It is possible that the wait for the command completion is interrupted by a signal. In this case the SG_IO call will yield an EINTR error. This is reasonably complex to handle and is discussed in the ioctl(SG_SET_KEEP_ORPHAN) description below. The following SCSI commands will be permitted by SG_IO when the sg file descriptor was opened O_RDONLY:

All commands to SCSI device type SCANNER are accepted. Other cases yield an EPERM error. Note that the write() read() interface must have the sg file descriptor open()-ed with O_RDWR as write permission is required by Linux to execute a write() system call.

The ability of the SG_IO ioctl() to issue certain SCSI commands has led to some relaxation on file descriptors open()ed "read-only" compared with the version 2 sg driver.
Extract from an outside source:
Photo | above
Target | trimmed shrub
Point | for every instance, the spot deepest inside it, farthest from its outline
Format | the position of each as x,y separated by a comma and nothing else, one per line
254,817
The open() call will now attempt to allocate a reserved buffer for all newly opened file descriptors. The ioctl(SG_SET_RESERVED_SIZE) will now work on "read-only" file descriptors.


8.15. SG_SCSI_RESET

Unfortunately this ioctl() doesn't currently do much (but may in the future after other issues are resolved). Yields an EBUSY error if the SCSI bus or the associated device is being reset when this ioctl() is called, otherwise returns 0. N.B. In some recent distributions there is a patch to the SCSI mid level code that activates this ioctl. Check your distribution.


8.26. SCSI_IOCTL_SEND_COMMAND

The structure that we are passed should look like:
   struct sdata {
    unsigned int inlen;     [i] Length of data written to device
    unsigned int outlen;    [i] Length of data read from device
    unsigned char cmd[x];   [i] SCSI command (6 <= x <= 16)
                            [o] Data read from device starts here
                            [o] On error, sense buffer starts here
    unsigned char wdata[y]; [i] Data written to device starts here
   };
Notes:

  • The SCSI command length is determined by examining the 1st byte of the given command [15] . There is no way to override this.
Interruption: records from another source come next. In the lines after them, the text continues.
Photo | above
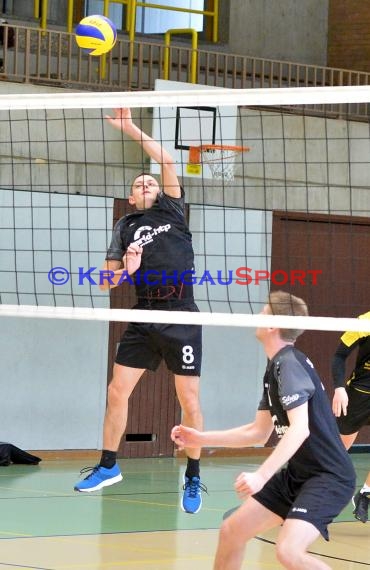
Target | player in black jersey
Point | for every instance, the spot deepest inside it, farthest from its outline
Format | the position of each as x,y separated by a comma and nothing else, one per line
153,246
318,480
351,401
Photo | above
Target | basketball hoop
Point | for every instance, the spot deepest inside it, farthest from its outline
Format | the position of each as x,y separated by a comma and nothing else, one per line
219,158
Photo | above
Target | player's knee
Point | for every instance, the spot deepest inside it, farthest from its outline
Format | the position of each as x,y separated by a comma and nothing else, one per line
287,556
226,534
116,393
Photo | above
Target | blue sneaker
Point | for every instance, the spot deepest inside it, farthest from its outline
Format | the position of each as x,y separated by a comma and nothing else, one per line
192,497
98,478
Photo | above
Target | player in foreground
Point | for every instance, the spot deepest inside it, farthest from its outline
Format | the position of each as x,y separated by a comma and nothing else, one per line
154,240
351,401
318,481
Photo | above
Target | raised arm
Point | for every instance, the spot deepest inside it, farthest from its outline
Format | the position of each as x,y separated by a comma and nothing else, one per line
122,120
246,435
338,368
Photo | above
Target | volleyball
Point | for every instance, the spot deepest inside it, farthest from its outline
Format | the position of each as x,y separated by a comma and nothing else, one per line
96,34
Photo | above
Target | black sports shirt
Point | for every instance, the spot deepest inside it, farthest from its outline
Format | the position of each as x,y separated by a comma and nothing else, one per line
290,381
360,376
168,256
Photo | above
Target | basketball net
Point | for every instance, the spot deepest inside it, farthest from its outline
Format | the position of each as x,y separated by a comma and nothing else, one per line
219,158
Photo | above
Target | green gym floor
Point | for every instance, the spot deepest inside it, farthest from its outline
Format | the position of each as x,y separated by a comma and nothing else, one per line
137,524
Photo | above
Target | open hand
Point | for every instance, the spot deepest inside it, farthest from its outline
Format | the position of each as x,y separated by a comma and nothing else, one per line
122,119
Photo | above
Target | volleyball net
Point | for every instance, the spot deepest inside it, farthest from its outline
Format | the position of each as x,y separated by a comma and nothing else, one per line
276,184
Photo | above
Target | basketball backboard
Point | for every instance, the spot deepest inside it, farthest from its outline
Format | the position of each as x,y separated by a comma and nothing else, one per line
179,128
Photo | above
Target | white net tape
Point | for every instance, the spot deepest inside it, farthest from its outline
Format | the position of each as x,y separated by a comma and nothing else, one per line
183,317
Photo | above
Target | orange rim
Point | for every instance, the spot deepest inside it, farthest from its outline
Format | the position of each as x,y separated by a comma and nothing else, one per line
196,151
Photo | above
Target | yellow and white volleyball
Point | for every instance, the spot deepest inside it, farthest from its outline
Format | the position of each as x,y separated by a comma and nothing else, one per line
96,34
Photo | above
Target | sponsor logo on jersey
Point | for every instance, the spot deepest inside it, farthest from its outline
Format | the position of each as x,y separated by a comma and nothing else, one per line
141,238
286,400
280,430
299,510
  • Data transfers are limited to PAGE_SIZE (4K on i386, 8K on alpha).

  • The length (x + y) must be at least OMAX_SB_LEN bytes long to accommodate the sense buffer when an error occurs. The sense buffer is truncated to OMAX_SB_LEN (16) bytes so that old code will not be surprised.

  • If a Unix error occurs (e.g. ENOMEM) then the user will receive a negative return and the Unix error code in 'errno'. If the SCSI command succeeds then 0 is returned. Positive numbers returned are the compacted SCSI error codes (4 bytes in one int) where the lowest byte is the SCSI status. See the drivers/scsi/scsi.h file for more information on this.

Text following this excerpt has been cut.